A month before the show’s scheduled time, the date of the performance was changed to January 20, two weeks before the original date. As a result, members and directors of StuySquad dance crews had to prepare under a greater time constraint. “Since the show got pushed earlier, we were getting everyone to try to come to our prop practices so they could actually learn clean and perfected choreo. And because they had other commitments as well, it was really hard for them to balance their own time,” junior and flow director Karen Chen said.

The expedited show date also created organizational issues. “We were initially given the date of February 3, and that’s what we told our crews, but then [Coordinator of Student Affairs Matt] Polazzo figured that it may not be the best time to do it that late since SING! is starting around the same time,” senior and StuySquad co-president Sukanya Ferguson said. “We moved it up to January 20 [...] but everyone was already accustomed to the February 3 date, so the biggest [challenge] was getting everything done in that short amount of time.”

Despite the challenges, the members were ultimately able to finalize their choreographies and successfully perform onstage. “A lot of the crews did feel a bit rushed, but they all did it amazingly and were able to pull through. [The deadline] had everyone stressing out because we had less time to prepare, but it still went out like a bang. I think this is one of our biggest StuySquad [performances] yet,” Ferguson said.

While the final product might not have exactly met the organizers’ expectations, many audience members thoroughly enjoyed the show. “It was a lot cooler than I expected,” sophomore Andrea Wang said. “The dances were all really good [...], the lighting was surprisingly good […] and the MCs did a good job of riling everyone up.”

Moreover, for many StuySquad members, performing in front of an in-person audience was incomparable to any other experience. “The live audience made it very different from any of the rehearsals we did,” senior and Latin member Oliver Hollmann said. “It added the adrenaline rush that you get from doing something in front of people.”

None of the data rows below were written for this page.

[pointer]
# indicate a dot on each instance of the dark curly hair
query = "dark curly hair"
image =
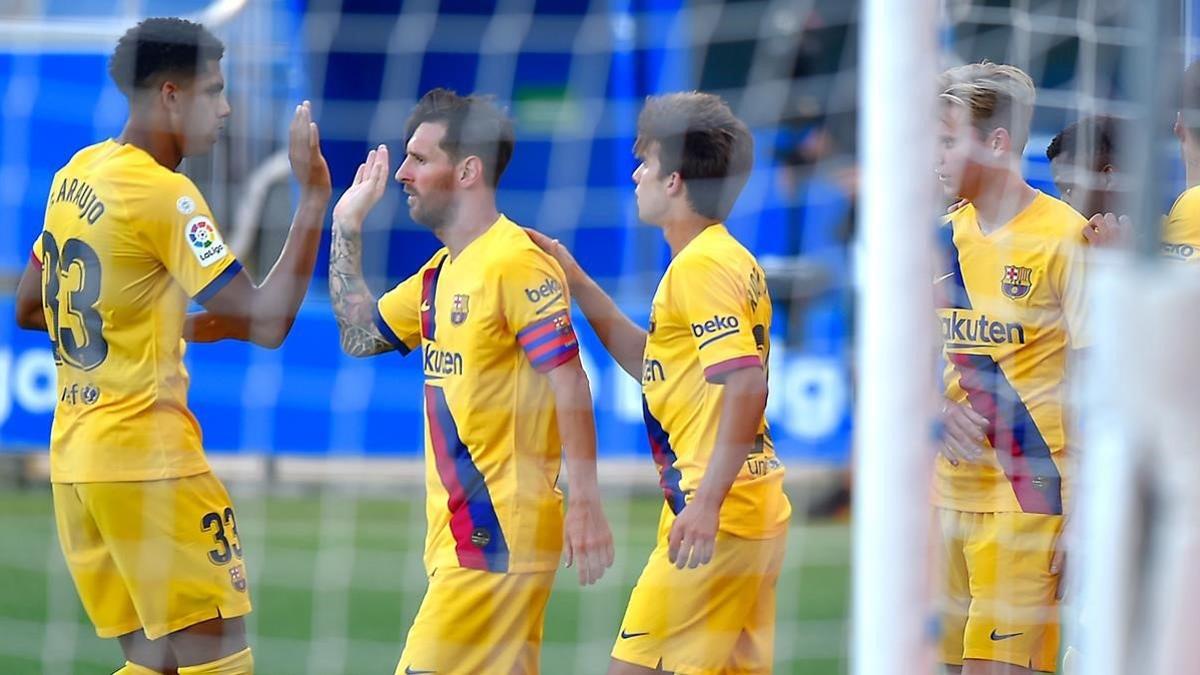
(475, 125)
(159, 48)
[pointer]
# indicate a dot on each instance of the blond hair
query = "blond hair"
(995, 95)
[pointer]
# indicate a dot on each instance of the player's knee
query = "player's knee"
(240, 663)
(145, 656)
(208, 643)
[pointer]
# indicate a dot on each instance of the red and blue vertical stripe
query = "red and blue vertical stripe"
(550, 341)
(479, 538)
(1020, 448)
(665, 458)
(429, 294)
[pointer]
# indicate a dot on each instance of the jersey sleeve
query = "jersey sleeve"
(1067, 274)
(399, 314)
(713, 299)
(187, 242)
(1181, 232)
(35, 255)
(537, 306)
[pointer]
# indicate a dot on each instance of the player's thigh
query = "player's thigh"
(175, 543)
(474, 621)
(755, 649)
(953, 530)
(690, 620)
(96, 577)
(1014, 614)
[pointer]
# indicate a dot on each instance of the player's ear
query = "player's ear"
(675, 183)
(1001, 141)
(471, 171)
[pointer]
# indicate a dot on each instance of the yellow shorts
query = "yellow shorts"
(718, 617)
(156, 555)
(999, 596)
(473, 621)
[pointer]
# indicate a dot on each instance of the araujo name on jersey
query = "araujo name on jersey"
(81, 195)
(547, 290)
(715, 324)
(441, 363)
(965, 329)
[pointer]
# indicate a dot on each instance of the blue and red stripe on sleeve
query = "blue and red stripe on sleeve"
(717, 372)
(550, 342)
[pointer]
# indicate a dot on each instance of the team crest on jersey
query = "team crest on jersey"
(204, 240)
(460, 308)
(1018, 281)
(238, 578)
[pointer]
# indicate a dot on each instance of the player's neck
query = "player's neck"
(681, 231)
(160, 145)
(469, 223)
(1001, 199)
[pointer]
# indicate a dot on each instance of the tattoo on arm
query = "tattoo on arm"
(353, 303)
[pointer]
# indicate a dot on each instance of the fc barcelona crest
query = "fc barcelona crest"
(1018, 281)
(459, 309)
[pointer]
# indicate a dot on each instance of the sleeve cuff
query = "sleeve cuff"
(217, 284)
(717, 372)
(389, 334)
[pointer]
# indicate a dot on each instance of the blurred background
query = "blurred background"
(323, 451)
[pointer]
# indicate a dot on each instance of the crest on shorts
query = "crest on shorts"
(238, 578)
(460, 308)
(1017, 282)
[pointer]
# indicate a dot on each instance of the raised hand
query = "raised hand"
(370, 183)
(304, 154)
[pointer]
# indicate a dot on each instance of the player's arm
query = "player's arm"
(354, 308)
(544, 332)
(733, 359)
(270, 308)
(695, 529)
(588, 539)
(208, 327)
(621, 336)
(30, 314)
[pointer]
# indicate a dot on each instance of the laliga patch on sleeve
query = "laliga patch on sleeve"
(204, 240)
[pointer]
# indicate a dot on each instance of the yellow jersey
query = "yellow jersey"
(490, 323)
(1181, 231)
(711, 315)
(125, 245)
(1012, 305)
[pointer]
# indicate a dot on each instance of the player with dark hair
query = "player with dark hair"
(148, 531)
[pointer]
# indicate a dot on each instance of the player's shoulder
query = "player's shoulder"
(1187, 204)
(511, 249)
(714, 250)
(1057, 220)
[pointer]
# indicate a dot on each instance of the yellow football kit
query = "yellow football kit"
(1181, 230)
(489, 323)
(1012, 308)
(711, 315)
(148, 532)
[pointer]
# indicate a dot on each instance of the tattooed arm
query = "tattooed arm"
(354, 306)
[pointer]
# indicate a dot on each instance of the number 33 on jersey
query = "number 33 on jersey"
(125, 245)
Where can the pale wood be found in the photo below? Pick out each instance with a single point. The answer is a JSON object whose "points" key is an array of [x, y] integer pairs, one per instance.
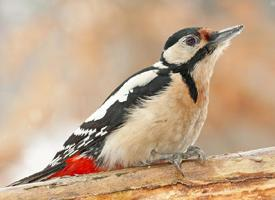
{"points": [[245, 175]]}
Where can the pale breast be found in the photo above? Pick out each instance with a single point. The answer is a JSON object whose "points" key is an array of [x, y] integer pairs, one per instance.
{"points": [[161, 124]]}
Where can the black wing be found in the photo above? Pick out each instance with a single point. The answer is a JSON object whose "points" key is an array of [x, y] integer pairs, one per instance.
{"points": [[89, 138], [92, 133]]}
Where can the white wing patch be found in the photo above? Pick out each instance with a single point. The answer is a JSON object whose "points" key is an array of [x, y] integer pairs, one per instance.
{"points": [[160, 65], [122, 94]]}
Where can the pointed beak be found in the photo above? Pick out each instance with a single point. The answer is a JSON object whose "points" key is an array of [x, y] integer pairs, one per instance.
{"points": [[218, 37]]}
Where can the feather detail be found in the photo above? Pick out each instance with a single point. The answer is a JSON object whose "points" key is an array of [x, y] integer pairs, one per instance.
{"points": [[78, 164]]}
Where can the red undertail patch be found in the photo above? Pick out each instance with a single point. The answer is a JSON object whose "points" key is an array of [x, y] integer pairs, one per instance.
{"points": [[78, 165]]}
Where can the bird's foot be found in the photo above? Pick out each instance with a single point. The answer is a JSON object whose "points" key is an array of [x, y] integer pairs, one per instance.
{"points": [[193, 152]]}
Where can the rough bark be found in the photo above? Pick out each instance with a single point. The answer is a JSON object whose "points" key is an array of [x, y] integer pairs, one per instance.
{"points": [[246, 175]]}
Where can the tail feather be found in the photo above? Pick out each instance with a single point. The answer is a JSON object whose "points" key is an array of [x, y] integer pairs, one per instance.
{"points": [[39, 176], [72, 166]]}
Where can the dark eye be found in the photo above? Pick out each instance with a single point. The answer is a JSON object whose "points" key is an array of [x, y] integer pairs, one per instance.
{"points": [[191, 41]]}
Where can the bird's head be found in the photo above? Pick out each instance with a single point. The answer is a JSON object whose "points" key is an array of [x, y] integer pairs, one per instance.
{"points": [[189, 47]]}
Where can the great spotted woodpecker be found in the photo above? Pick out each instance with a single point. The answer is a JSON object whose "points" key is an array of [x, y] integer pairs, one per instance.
{"points": [[156, 114]]}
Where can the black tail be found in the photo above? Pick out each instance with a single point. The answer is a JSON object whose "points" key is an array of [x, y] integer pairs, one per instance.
{"points": [[39, 176]]}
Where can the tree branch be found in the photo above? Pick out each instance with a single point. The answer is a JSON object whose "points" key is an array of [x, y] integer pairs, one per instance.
{"points": [[232, 176]]}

While the StuySquad season only lasts a few months, many participants created new bonds that will last beyond the performance. “You get to meet really cool people and join this close-knit community,” Chen said. “We have really cool events for flow, especially after StuySquad where we have a lot of bonding activities and [team] lunch and dinners.”

The outcome of the live performance assured members that their hard work paid off. “My favorite part of this season was easily working with some new kids,” senior and Bollywood director Anjini Katari said. “When given the option between harder and easier choreo, everyone wanted the harder one and worked and practiced for it. [...] I’m a perfectionist, especially when it comes to dance, but looking at how the crew did, I wouldn’t change a thing. Everyone exceeded my expectations.”

Though directing and participating in StuySquad was a time-consuming process, performers still found the process incredibly rewarding. “My experience overall was really good even though it was an emotional roller coaster, with people dropping out and having a lot in my workload,” junior and Bollywood assistant director Mehruba Tithi said. “[Changing] from being a member to an assistant director was really stressful at first, but I had so much fun, and all the work that we did paid off in the best way possible.”

With the end of StuySquad 2022-2023, leadership encourages students of all grades to join the community in future performances. “I highly recommend everyone to join [any] crew in general, really, because the feeling of being on stage is unmatched,” Tithi said. “I think that’s something that every single Stuy student should experience once in their Stuyvesant lifetime.”